Everything made new.

It's just the waiting that kills me.
"Hey you
What you running from?
All your hate
What you've become
Bet you didn't think
It would happen to you
All used up
Half way through

And this is not my face
And this is not my life
And there is not a single thing here
I can recognize
This is all a dream
And none of you
are real
I'll give anything"

Anything.
Anything.
Any.
Thing.
Murph.

That...would be a good attempt at summarizing.

Incidental Transcendentalism

Dawn, is so peculiar.
Because of being so sick, so often I rarely take the time to enjoy anything outside of my room...much less the sun rising and setting.

The light coming to life and dying away.
Colors being painted across the sky, spreading across like the laugh of a child and then fading away like the last sparks of life.

We have these huge post marks of life and death.
Everything else in between helps some give some meaning.
It's so hard to remember how and why.

Contrary to popular belief I am not miserable all the time.
I just tend to feel things far too intensely for my own good.
Put me alongside those who are happy and I feel their joy.
Likewise for the miserable.




A pity Jesus said nothing about going to parties, concerts, playing more video games, watching more comedies and laughing more.

Then again, life is to be lived.
Who was it that said life was wasted on the living?
I've done and seen some amazing things.

Feeling the wind in my hair, the taste of salt on the air, the sounds of laughter and the mists of rain as a gentle kiss.+

So many of the small things in our lives reflect who we are, who we really are deep within us and behind all the masks we try to hide behind.

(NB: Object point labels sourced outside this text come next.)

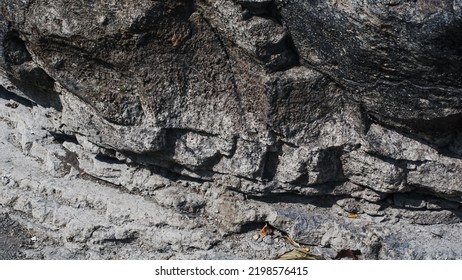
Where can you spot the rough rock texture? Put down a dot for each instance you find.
(178, 128)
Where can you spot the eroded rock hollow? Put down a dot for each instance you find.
(178, 128)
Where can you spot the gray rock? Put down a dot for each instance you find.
(177, 129)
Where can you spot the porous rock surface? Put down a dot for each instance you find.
(178, 128)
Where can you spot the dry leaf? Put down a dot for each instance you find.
(296, 244)
(266, 230)
(298, 255)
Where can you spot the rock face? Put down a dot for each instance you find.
(177, 128)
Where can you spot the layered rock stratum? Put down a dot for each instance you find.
(178, 128)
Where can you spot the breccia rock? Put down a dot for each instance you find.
(177, 128)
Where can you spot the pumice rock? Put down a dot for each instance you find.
(178, 128)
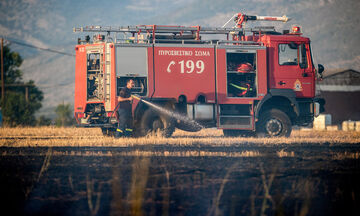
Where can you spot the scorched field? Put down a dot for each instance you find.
(74, 171)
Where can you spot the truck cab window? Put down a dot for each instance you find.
(293, 54)
(288, 54)
(303, 56)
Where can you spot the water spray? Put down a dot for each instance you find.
(170, 113)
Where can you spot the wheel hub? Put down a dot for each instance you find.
(273, 127)
(157, 124)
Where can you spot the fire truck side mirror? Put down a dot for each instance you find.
(293, 45)
(320, 69)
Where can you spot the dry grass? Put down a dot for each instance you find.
(73, 137)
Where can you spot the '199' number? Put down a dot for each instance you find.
(188, 66)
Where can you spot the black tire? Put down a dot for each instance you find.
(153, 122)
(237, 133)
(273, 123)
(108, 131)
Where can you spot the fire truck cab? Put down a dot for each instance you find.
(254, 81)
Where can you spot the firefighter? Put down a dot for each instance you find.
(124, 111)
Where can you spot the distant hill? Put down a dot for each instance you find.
(332, 26)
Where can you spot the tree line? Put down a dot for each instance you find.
(23, 98)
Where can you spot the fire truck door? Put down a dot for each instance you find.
(241, 79)
(292, 69)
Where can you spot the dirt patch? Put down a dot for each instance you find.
(243, 179)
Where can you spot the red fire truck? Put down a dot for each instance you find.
(241, 80)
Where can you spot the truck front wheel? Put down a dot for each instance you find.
(154, 122)
(273, 123)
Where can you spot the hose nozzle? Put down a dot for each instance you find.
(136, 97)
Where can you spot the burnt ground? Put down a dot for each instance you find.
(308, 179)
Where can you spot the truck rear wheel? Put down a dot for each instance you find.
(273, 123)
(156, 123)
(237, 133)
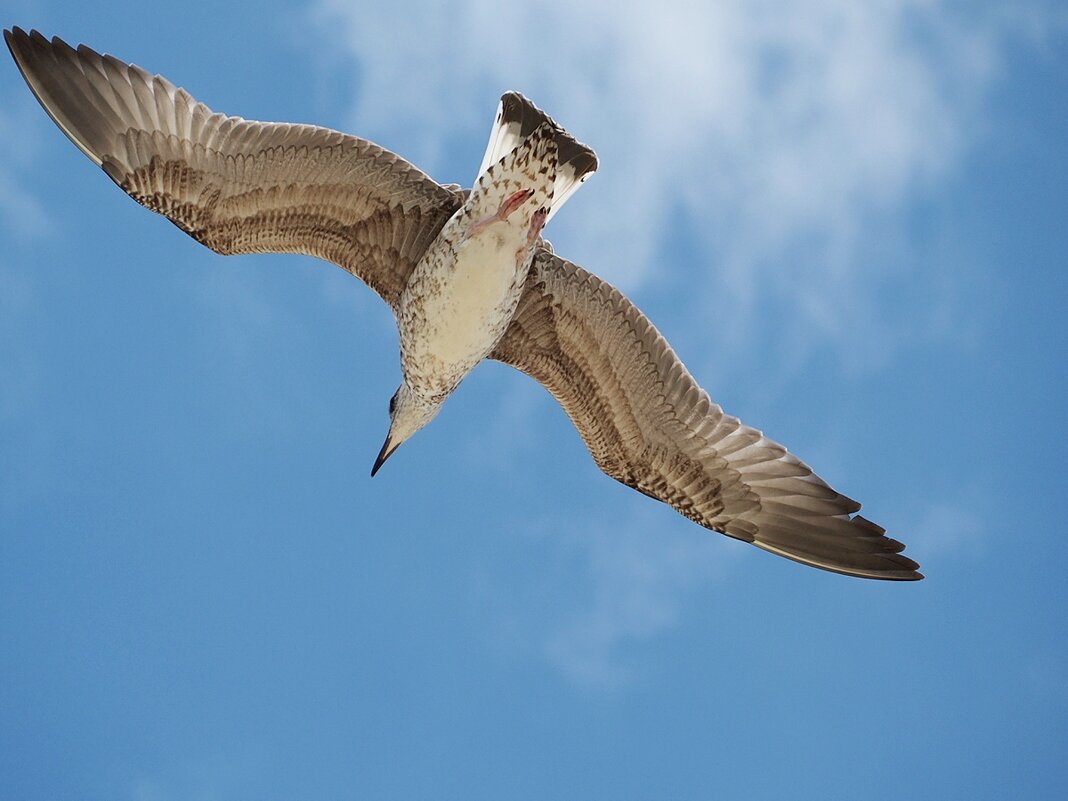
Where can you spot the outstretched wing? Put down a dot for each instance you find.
(650, 426)
(239, 186)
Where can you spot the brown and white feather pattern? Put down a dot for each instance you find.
(235, 185)
(648, 425)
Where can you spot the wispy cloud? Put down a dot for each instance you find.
(22, 215)
(638, 586)
(778, 137)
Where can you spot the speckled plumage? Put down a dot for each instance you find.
(469, 277)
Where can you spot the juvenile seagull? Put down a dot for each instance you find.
(468, 276)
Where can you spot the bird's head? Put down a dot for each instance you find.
(409, 411)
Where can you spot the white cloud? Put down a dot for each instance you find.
(638, 584)
(776, 136)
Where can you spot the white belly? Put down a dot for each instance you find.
(453, 317)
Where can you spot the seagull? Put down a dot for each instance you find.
(469, 277)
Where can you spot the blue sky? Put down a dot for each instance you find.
(849, 221)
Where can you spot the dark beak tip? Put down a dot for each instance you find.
(382, 456)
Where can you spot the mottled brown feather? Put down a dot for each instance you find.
(239, 186)
(648, 425)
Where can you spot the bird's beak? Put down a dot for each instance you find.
(388, 448)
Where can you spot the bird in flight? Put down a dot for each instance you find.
(469, 277)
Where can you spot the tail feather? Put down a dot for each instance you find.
(517, 119)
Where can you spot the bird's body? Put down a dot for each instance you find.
(464, 292)
(468, 277)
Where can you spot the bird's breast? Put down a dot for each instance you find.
(459, 302)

So that makes me wonder what my love of the absurd, silly and none sense says about me...if much at all.

As the day begins, much like it will end...in bed and darkness...I can't help but wonder what will or can happen today. How much pain, how tired, how life will happen and everything in and around the between.

Somethings and some people I may miss...but most I won't.
Most of the things I cannot.
Why waste my time worrying and grieving over things that were make believe in the first place?

Maybe I can have some non-cynical conversations today as well.
And maybe pigs will start flying as well.
Never know, right?

Friday, April 29, 2011

Goodbye.
Goodbye.
Goodbye.
"There is no pain you are receding
A distant ship, smoke on the horizon.
You are only coming through in waves.
Your lips move but I can't hear what you're saying.
When I was a child
I caught a fleeting glimpse
Out of the corner of my eye.
I turned to look but it was gone
I cannot put my finger on it now
The child is grown,
The dream is gone.
I have become comfortably numb."




The one thing reality will not permit me is numbness.
No breaking from the pain.
Cycles...in and out, circular, moving, falling and being destroyed.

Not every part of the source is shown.